Comparing BigCommerce to Shopify GMV
What is BigCommerce GMV (Gross Merchandise Value) and how does it compare to Shopify, based on its valuation? A thought experiment. Oh! BigCommerce didn't release its GMV? Let's try to back into it. They did release their number of accounts and ACV/ARR (Annual Contract Value/Annual Recurring Revenue). Let's try and guess at it.
9,000 accounts out of 60,000 are over $2k ACV. Let's say you model pricing at 0.1% of sales for rough math. That is $2M GMV for those 9,000 accounts, that would be $18B GMV but...that seems high. Almost a third of Shopify? Hmm. My guess is half that.
So instead, $1M GMV for those 9,000 accounts. 9B GMV seems more reasonable. The long tail accounts I expect are diminished GMV.
Shopify Market Cap: GMV Ratio = $130B / $61B = 2:1
BigCommerce Market Cap: GMV Ratio = $4.4B / 9B = 0.5:1
What can you learn from this?
BigCommerce has a ton of room to run both in this ratio point of view as well as GMV, which is small compared to Shopify?
BigCommerce is riding on Shopify D2C investor coattails?
Shopify is great at marketing?
This tells me three things:
BigCommerce needs a better business model and more ways to extract revenue.
BigCommerce needs to prove it can grow the GMV of its clients.
BigCommerce needs to get better at marketing to get in more deals.
If it can do those things, I predict a higher ratio.
Alex Levashov posited a different model, which I found super interesting. His thoughts below:
I think you underestimate BigCommerce GMV:
1. $1M is close to min GMV when it makes sense to take their Enterprise plan, so average should be more, hence it is more than $9B and should be more than $18B
2. The remaining 52,000 account have more than zero GMV, even if we take modest $100K per merchant it will be another $5.2B If we take GMV to $25-30B, the ratio will be closer to 5:1
Now this is what I wanted, alternative models! Fair enough, but a few points.
First, if BigCommerce was one-third to one-half of Shopify GMV (what Alex posits - let's say $20B - $30B GMV), this would be shouted from the mountaintops. As a result, it's not. Not even close.
Second, $100k for the long-tail is enormous. The numbers just don't add up. Any agency will tell you, BigCommerce is not even in most eCommerce deals. And most agencies have a 2:1 or even 5:1 ratio of their customer base in favor or Shopify, not the other way around. Doesn't pass the smell test to me.
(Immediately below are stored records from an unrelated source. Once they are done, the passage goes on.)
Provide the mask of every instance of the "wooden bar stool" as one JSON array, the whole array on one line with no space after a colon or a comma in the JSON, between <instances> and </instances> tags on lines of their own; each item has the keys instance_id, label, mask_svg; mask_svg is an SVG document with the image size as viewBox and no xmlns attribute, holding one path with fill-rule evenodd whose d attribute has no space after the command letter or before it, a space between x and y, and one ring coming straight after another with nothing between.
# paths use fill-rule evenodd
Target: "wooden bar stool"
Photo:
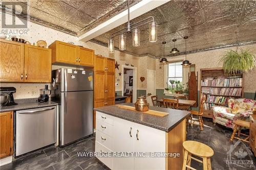
<instances>
[{"instance_id":1,"label":"wooden bar stool","mask_svg":"<svg viewBox=\"0 0 256 170\"><path fill-rule=\"evenodd\" d=\"M196 170L190 166L191 159L194 159L202 163L204 170L211 170L210 157L214 155L214 150L207 145L196 141L187 140L183 142L185 153L183 159L182 170L186 170L187 167L189 169ZM203 161L192 157L192 155L199 156L203 159Z\"/></svg>"},{"instance_id":2,"label":"wooden bar stool","mask_svg":"<svg viewBox=\"0 0 256 170\"><path fill-rule=\"evenodd\" d=\"M234 138L241 140L246 142L249 142L249 135L246 135L243 133L241 133L241 129L242 127L245 127L246 129L250 128L250 122L247 122L243 120L237 120L233 122L233 124L234 125L233 133L232 133L232 135L231 135L230 141L232 141ZM234 136L236 135L236 133L238 132L238 136ZM239 138L240 137L240 135L243 135L246 137L245 139L242 139L241 138Z\"/></svg>"}]
</instances>

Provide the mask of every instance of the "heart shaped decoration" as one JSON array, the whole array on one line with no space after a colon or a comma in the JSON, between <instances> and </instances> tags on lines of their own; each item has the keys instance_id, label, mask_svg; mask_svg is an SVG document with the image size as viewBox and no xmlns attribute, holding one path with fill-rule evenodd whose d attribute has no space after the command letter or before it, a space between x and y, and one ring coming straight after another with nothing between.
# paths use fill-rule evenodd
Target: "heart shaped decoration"
<instances>
[{"instance_id":1,"label":"heart shaped decoration","mask_svg":"<svg viewBox=\"0 0 256 170\"><path fill-rule=\"evenodd\" d=\"M143 82L143 81L145 80L145 78L143 77L141 77L140 79L140 81L141 81L141 82Z\"/></svg>"}]
</instances>

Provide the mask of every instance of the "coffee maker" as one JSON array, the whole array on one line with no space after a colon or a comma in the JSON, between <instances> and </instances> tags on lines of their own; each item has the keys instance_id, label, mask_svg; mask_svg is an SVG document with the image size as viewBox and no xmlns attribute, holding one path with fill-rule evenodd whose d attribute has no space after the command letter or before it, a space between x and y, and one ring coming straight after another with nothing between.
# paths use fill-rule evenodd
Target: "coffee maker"
<instances>
[{"instance_id":1,"label":"coffee maker","mask_svg":"<svg viewBox=\"0 0 256 170\"><path fill-rule=\"evenodd\" d=\"M17 105L14 102L12 93L16 92L16 88L14 87L0 87L0 107L8 106Z\"/></svg>"},{"instance_id":2,"label":"coffee maker","mask_svg":"<svg viewBox=\"0 0 256 170\"><path fill-rule=\"evenodd\" d=\"M49 96L51 94L51 90L48 89L48 85L46 85L45 88L40 89L40 96L38 98L38 102L47 102L49 101Z\"/></svg>"}]
</instances>

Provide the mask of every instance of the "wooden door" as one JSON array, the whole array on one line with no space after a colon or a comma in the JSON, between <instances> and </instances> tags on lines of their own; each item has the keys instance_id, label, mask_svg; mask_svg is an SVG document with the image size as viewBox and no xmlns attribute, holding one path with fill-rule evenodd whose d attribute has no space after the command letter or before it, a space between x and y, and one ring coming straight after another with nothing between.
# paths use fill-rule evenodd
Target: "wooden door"
<instances>
[{"instance_id":1,"label":"wooden door","mask_svg":"<svg viewBox=\"0 0 256 170\"><path fill-rule=\"evenodd\" d=\"M94 72L94 100L105 99L105 73Z\"/></svg>"},{"instance_id":2,"label":"wooden door","mask_svg":"<svg viewBox=\"0 0 256 170\"><path fill-rule=\"evenodd\" d=\"M78 46L78 62L80 65L93 66L94 51Z\"/></svg>"},{"instance_id":3,"label":"wooden door","mask_svg":"<svg viewBox=\"0 0 256 170\"><path fill-rule=\"evenodd\" d=\"M56 41L56 61L78 64L77 47L76 45Z\"/></svg>"},{"instance_id":4,"label":"wooden door","mask_svg":"<svg viewBox=\"0 0 256 170\"><path fill-rule=\"evenodd\" d=\"M105 74L106 99L115 98L115 74Z\"/></svg>"},{"instance_id":5,"label":"wooden door","mask_svg":"<svg viewBox=\"0 0 256 170\"><path fill-rule=\"evenodd\" d=\"M115 73L115 60L106 58L105 66L106 71L110 73Z\"/></svg>"},{"instance_id":6,"label":"wooden door","mask_svg":"<svg viewBox=\"0 0 256 170\"><path fill-rule=\"evenodd\" d=\"M12 112L0 113L0 158L13 153L13 122Z\"/></svg>"},{"instance_id":7,"label":"wooden door","mask_svg":"<svg viewBox=\"0 0 256 170\"><path fill-rule=\"evenodd\" d=\"M105 57L96 55L94 60L94 71L105 71Z\"/></svg>"},{"instance_id":8,"label":"wooden door","mask_svg":"<svg viewBox=\"0 0 256 170\"><path fill-rule=\"evenodd\" d=\"M0 81L23 82L24 44L0 39Z\"/></svg>"},{"instance_id":9,"label":"wooden door","mask_svg":"<svg viewBox=\"0 0 256 170\"><path fill-rule=\"evenodd\" d=\"M25 44L24 73L25 82L51 82L51 50Z\"/></svg>"}]
</instances>

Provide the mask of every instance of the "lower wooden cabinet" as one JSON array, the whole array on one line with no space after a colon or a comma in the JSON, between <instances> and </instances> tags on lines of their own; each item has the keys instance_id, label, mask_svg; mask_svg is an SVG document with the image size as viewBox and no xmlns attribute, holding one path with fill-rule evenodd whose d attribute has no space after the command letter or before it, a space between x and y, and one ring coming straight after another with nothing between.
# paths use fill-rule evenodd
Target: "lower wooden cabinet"
<instances>
[{"instance_id":1,"label":"lower wooden cabinet","mask_svg":"<svg viewBox=\"0 0 256 170\"><path fill-rule=\"evenodd\" d=\"M13 153L13 112L0 112L0 158Z\"/></svg>"},{"instance_id":2,"label":"lower wooden cabinet","mask_svg":"<svg viewBox=\"0 0 256 170\"><path fill-rule=\"evenodd\" d=\"M251 116L250 122L250 147L256 156L256 114Z\"/></svg>"}]
</instances>

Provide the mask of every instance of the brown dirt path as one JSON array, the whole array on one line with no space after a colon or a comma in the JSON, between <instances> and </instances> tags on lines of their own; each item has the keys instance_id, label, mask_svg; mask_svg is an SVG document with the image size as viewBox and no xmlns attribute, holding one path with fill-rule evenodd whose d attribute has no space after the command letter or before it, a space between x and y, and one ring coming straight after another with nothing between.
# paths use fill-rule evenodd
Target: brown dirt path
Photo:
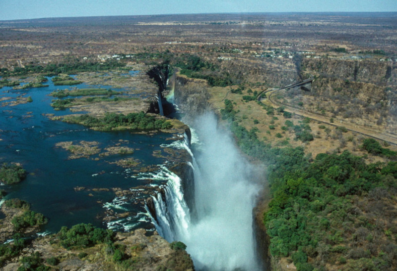
<instances>
[{"instance_id":1,"label":"brown dirt path","mask_svg":"<svg viewBox=\"0 0 397 271\"><path fill-rule=\"evenodd\" d=\"M361 135L364 135L374 138L384 140L391 144L397 145L397 136L396 135L377 131L375 129L369 127L366 127L362 125L350 123L345 120L335 118L333 118L334 122L331 123L330 122L330 120L328 117L318 114L302 110L282 103L276 102L274 101L274 99L272 98L272 95L277 90L269 90L264 91L264 93L266 93L266 96L268 98L267 100L269 102L269 103L273 107L276 108L282 106L285 108L286 111L290 113L293 113L294 114L303 117L308 117L310 119L326 123L333 126L343 127L348 130L361 134ZM260 101L261 99L260 98L259 100Z\"/></svg>"}]
</instances>

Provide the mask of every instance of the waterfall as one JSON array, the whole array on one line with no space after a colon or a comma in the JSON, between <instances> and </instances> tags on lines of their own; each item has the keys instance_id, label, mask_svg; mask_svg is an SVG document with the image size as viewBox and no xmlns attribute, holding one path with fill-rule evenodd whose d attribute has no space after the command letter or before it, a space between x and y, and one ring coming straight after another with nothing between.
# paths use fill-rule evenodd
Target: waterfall
<instances>
[{"instance_id":1,"label":"waterfall","mask_svg":"<svg viewBox=\"0 0 397 271\"><path fill-rule=\"evenodd\" d=\"M252 210L259 187L250 181L252 167L213 114L198 118L193 126L200 145L194 138L193 152L183 146L193 156L196 210L187 208L181 179L172 176L165 198L153 198L156 228L168 241L187 245L198 270L258 270Z\"/></svg>"},{"instance_id":2,"label":"waterfall","mask_svg":"<svg viewBox=\"0 0 397 271\"><path fill-rule=\"evenodd\" d=\"M163 103L161 101L161 93L160 92L160 90L157 90L157 103L158 104L159 110L160 110L160 115L164 116L164 112L163 110Z\"/></svg>"}]
</instances>

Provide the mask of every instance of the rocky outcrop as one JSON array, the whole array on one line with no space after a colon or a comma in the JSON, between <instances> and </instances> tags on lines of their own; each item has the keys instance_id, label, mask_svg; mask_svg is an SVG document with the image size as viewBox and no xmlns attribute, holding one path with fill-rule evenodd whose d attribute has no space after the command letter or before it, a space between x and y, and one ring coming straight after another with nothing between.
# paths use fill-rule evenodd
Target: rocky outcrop
<instances>
[{"instance_id":1,"label":"rocky outcrop","mask_svg":"<svg viewBox=\"0 0 397 271\"><path fill-rule=\"evenodd\" d=\"M156 232L148 236L149 233L143 229L117 233L114 245L124 248L124 257L127 260L123 261L125 262L123 264L115 260L111 249L106 244L66 250L57 243L54 235L33 240L24 249L20 256L38 252L44 260L55 258L59 262L52 267L57 270L194 270L193 262L185 250L173 249L169 243ZM8 261L1 270L16 270L21 266L19 258L17 257Z\"/></svg>"},{"instance_id":2,"label":"rocky outcrop","mask_svg":"<svg viewBox=\"0 0 397 271\"><path fill-rule=\"evenodd\" d=\"M209 108L206 81L177 76L175 79L175 104L188 119L202 114Z\"/></svg>"}]
</instances>

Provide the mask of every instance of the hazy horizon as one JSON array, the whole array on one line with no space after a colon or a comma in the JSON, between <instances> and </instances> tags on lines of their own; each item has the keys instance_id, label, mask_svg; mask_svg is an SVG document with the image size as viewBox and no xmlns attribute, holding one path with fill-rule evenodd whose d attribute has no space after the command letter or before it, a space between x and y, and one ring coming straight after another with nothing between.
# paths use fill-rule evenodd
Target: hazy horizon
<instances>
[{"instance_id":1,"label":"hazy horizon","mask_svg":"<svg viewBox=\"0 0 397 271\"><path fill-rule=\"evenodd\" d=\"M280 0L237 0L198 2L192 0L158 2L147 0L106 1L70 0L2 0L0 3L0 21L50 18L178 15L211 13L312 13L312 12L395 12L397 2L394 0L370 1L342 0L320 1L308 0L297 2Z\"/></svg>"}]
</instances>

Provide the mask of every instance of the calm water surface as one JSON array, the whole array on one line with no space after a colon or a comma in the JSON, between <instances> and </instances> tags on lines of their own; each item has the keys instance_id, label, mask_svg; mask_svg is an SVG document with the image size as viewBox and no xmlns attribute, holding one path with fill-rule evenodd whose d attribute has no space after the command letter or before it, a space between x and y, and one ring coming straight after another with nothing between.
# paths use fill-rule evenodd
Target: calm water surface
<instances>
[{"instance_id":1,"label":"calm water surface","mask_svg":"<svg viewBox=\"0 0 397 271\"><path fill-rule=\"evenodd\" d=\"M160 145L169 143L166 141L169 134L148 136L129 131L100 132L81 125L50 120L45 114L63 115L70 112L54 110L50 105L54 97L48 94L54 90L70 89L71 86L54 87L51 80L43 84L49 86L24 90L0 89L0 99L11 97L15 100L24 95L30 96L33 101L14 106L5 103L12 100L0 101L0 138L2 139L0 141L0 162L20 163L29 173L22 182L1 187L8 192L6 198L25 200L31 203L33 210L49 218L49 222L43 230L54 232L62 226L70 226L82 222L122 230L136 227L152 228L144 209L134 204L134 198L117 197L111 189L129 189L147 185L147 180L141 180L136 169L124 169L110 163L132 157L139 160L140 166L163 164L166 159L154 156L153 153L162 154ZM103 87L85 84L73 87ZM98 147L103 152L106 151L105 148L117 143L134 151L132 154L105 157L97 154L89 158L69 159L69 153L56 146L59 142L72 141L78 144L81 140L97 141ZM87 189L76 190L77 187ZM139 193L135 196L147 197ZM129 212L131 215L104 224L101 218L107 209L119 213Z\"/></svg>"}]
</instances>

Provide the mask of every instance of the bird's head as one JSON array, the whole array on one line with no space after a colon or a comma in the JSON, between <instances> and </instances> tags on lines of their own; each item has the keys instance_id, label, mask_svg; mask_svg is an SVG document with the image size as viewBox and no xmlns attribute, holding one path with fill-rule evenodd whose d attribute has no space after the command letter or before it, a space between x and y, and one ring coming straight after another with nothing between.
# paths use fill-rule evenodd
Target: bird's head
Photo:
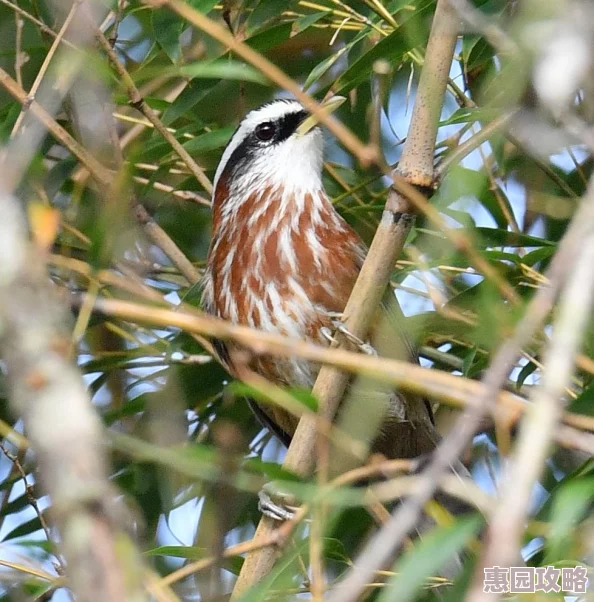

BigCommerce is making their living on minimums. Most people DO NOT have enough GMV to cross those minimums, even on the Enterprise plan. That is just a fact of SaaS. In fact, the dirty secret of SaaS is often 10-20% of your customers have absolutely zero GMV, and yet still pay your minimums on time every month! Also, it would not be 5:1. Instead if would be 0.14 instead of 0.5. That means BigCommerce is almost comically undervalued for that GMV level. If that is truly the case, Wall Street thinks that BigCommerce business model is 100% completely broken., which I don't believe they think.